二人長談許久,姜天知道了事情的原委,心中卻是有些無語。
按太伯所說,得知姜天在靈劍學院的強勢表現之后,家主姜海深感愧疚,主動卸任族長之位,提前隱退。
大長老姜何自知罪過頗重,早晚討不了好,脫離家族之后,帶著一家老小遠遁他鄉另謀生路去了。
“竟然會發生這種事情”
姜天眉頭微皺,神色略顯古怪。
當初姜何只手遮天的時候,恐怕怎么也想不到會有今天的局面吧
“姜海卸任之后,已經離開了天寶城,據說是到鄉下隱居去了;至于姜何一家,因為遠離本族早就斷了音訊,不過我倒是聽說,他們曾經在青遙城一帶露過面,具體情況就不清楚了。”
太伯搖頭長嘆,無比感慨。
“青遙城哼,跑得還挺遠”姜天搖頭冷笑,眼中寒光一閃而逝。
“這也算是他們惡有惡報、咎由自取,不過當年做下的惡事如今卻想一走了之,未免想得太簡單了”

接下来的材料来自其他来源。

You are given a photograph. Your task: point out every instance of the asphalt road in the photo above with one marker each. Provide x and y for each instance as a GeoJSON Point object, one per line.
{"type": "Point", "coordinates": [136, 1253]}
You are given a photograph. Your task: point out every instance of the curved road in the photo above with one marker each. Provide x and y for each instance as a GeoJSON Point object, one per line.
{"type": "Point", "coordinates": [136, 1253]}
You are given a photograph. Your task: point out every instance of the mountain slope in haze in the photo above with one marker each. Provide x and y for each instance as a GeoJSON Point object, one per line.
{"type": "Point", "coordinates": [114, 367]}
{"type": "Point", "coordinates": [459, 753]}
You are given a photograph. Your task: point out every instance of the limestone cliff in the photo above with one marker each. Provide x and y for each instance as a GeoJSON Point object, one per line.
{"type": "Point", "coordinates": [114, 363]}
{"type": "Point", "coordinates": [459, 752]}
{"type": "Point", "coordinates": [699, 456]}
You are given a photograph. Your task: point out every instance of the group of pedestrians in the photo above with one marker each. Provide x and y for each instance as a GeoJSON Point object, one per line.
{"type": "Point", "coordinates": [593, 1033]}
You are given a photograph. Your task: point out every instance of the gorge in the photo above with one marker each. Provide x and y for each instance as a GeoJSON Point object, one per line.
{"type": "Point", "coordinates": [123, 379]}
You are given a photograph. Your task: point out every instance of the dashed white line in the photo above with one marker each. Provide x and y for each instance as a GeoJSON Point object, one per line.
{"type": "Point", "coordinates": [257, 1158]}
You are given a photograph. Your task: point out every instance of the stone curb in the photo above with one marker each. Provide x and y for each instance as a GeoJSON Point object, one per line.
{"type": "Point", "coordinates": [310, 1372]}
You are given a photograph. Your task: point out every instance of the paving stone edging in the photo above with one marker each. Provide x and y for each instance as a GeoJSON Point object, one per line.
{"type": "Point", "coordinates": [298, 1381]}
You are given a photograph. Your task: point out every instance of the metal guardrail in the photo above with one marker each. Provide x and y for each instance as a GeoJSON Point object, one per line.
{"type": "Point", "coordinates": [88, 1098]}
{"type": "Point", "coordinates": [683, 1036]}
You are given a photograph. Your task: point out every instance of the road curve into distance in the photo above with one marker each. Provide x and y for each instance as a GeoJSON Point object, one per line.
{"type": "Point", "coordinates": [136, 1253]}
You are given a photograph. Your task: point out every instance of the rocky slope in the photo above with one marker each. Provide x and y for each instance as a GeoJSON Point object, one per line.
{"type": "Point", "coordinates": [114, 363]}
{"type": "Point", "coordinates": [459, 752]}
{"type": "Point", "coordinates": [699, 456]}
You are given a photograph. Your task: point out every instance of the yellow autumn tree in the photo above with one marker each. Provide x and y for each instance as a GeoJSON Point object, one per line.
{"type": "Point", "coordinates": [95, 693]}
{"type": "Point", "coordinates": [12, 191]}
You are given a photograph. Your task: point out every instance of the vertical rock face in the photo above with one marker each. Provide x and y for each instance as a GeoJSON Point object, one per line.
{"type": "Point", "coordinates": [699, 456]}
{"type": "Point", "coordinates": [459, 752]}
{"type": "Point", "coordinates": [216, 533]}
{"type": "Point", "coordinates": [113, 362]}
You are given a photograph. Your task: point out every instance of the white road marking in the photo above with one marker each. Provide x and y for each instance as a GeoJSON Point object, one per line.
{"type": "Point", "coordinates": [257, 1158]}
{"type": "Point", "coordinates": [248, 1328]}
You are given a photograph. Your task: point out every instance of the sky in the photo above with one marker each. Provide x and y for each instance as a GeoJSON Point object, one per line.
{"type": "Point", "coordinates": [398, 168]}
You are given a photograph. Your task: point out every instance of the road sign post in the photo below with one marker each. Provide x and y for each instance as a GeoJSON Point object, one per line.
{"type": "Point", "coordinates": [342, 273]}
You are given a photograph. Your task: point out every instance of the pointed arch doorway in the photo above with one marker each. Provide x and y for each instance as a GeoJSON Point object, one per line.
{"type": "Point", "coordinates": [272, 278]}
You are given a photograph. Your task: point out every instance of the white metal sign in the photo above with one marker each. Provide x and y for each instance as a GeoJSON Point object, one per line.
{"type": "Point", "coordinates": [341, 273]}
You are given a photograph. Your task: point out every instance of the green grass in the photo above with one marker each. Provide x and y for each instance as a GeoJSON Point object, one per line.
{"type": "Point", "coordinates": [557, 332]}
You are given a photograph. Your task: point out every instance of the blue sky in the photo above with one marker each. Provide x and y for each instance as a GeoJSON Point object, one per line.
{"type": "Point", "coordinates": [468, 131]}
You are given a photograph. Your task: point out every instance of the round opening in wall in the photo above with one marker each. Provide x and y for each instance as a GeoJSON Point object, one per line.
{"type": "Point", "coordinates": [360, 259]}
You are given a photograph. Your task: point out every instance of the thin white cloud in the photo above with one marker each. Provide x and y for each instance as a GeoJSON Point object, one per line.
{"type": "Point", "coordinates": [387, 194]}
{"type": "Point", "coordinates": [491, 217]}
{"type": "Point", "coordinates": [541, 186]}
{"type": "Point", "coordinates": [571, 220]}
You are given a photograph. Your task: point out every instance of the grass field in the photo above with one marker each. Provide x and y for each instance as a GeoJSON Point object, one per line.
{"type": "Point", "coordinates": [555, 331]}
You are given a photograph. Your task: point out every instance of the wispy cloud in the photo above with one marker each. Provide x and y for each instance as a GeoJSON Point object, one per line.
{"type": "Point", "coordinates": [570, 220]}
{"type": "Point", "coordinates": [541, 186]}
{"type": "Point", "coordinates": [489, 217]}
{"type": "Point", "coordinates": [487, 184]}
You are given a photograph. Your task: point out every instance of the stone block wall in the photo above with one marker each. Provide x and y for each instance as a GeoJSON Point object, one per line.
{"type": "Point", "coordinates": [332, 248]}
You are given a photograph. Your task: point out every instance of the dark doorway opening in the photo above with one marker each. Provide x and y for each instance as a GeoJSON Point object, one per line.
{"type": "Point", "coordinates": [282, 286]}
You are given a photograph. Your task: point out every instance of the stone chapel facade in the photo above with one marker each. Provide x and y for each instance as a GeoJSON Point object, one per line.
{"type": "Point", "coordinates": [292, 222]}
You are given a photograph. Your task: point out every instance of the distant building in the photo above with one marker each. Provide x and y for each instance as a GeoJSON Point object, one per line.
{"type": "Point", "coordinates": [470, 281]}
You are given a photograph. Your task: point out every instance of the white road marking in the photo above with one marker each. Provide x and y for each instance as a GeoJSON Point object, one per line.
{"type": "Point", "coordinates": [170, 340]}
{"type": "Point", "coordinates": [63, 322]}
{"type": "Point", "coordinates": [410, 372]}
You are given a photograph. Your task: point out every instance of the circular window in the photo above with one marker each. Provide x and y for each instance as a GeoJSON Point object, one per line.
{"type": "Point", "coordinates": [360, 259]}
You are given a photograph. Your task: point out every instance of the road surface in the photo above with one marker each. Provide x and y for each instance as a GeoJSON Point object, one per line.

太伯聞言眼角一跳,沉思良久終是欲言又止,搖頭長長嘆了口氣。
姜天也沒有多說,只是搖頭冷笑,目光無比冷厲。
當年的事情家主姜海雖有責任但惡業不大,如今主動隱退,也算是有所交代。
姜何卻不一樣,一切惡事都是因他而起,絕不允許他就這么一走了之
姜天神色肅然,周身隱隱流露出一股威嚴霸道之氣,讓久掌家族大權的太伯有些承受不住。
好在他很快就收回了思緒,周身氣息也緩緩收斂起來。
太伯神色微松“姜天,既然你回來了,新任族長的事情是不是定奪一下”
“新任族長”姜天愕然,搖頭一笑。
“不在其位不謀其政,以后家族的事情與我無關,你們自己處置就行了。”
姜天說罷拿出一個儲物袋遞給太伯。
“這是”太伯有些遲疑。
“這是一些筑靈境的丹藥和功法,還有幾件法器,算是我對家族的一點心意,收下吧”
姜天擺手,淡淡說道。
太伯神色復雜,長長嘆息“姜天,家族對你有愧,你卻以德報怨,讓家族上下情何以堪”
“太伯言重了家族里又不只是姜何那種陰險小人,更多的是普通的族人,而且姜氏家族是整個姜家的血脈傳承,又不是他姜海和姜何個人的傳承,是非輕重,我還是分得清的”
“老夫汗顏”太伯重重點頭。
“不必如此有了這些東西,姜氏家族很快就能發展壯大,在天寶城獨霸一方,太伯保重,姜天告辭了”
姜天大步走出大殿,駕著飛舟遠遠遁去,只留下太伯站在殿前遙遙相望,還有一眾族人舉目相送。
小半日之后,千里之外的青遙城上方忽然飛來一道銀光
“以為跑到青遙城就能拋開當年的罪孽了嗎姜何,你想得太簡單了”
姜天腳踏飛舟,搖頭冷笑。
一千多里的距離,對如今的他來說不過是飛舟一起一落的事情,根本耗費不了多少時間。
青遙城規模與天寶城差不多,武道狀況也大致類似,整個城池中也沒有幾位開天境的武者。
銀色飛舟突然降臨,所有人都當成了奇景,有的人舉目眺望,有的人則心懷不安。
姜天駕著飛舟降落在城主府中,強大威壓轟然綻放,嚇得城主驚魂大冒,很快便問出了姜何藏身的地點。
當他飛臨那處舊宅院上空時,姜何正準備攜家逃離,一家上下已然成了驚弓之鳥。
銀爭飛舟橫亙半空,轟隆隆的悶響聲中,姜天緩緩落在院子里。
“姜天,你終于還是來了”
看到這既熟悉又陌生的少年,曾經不可一世的大長老姜何眼角狂跳,臉色變得無比難看。
當年狂傲無比的姜源更是瑟瑟發抖,嚇得尿了褲子。
他本以為離開靈劍學院跟隨姜何遠走千里就能躲過一切,沒想到最終還是逃不過報應。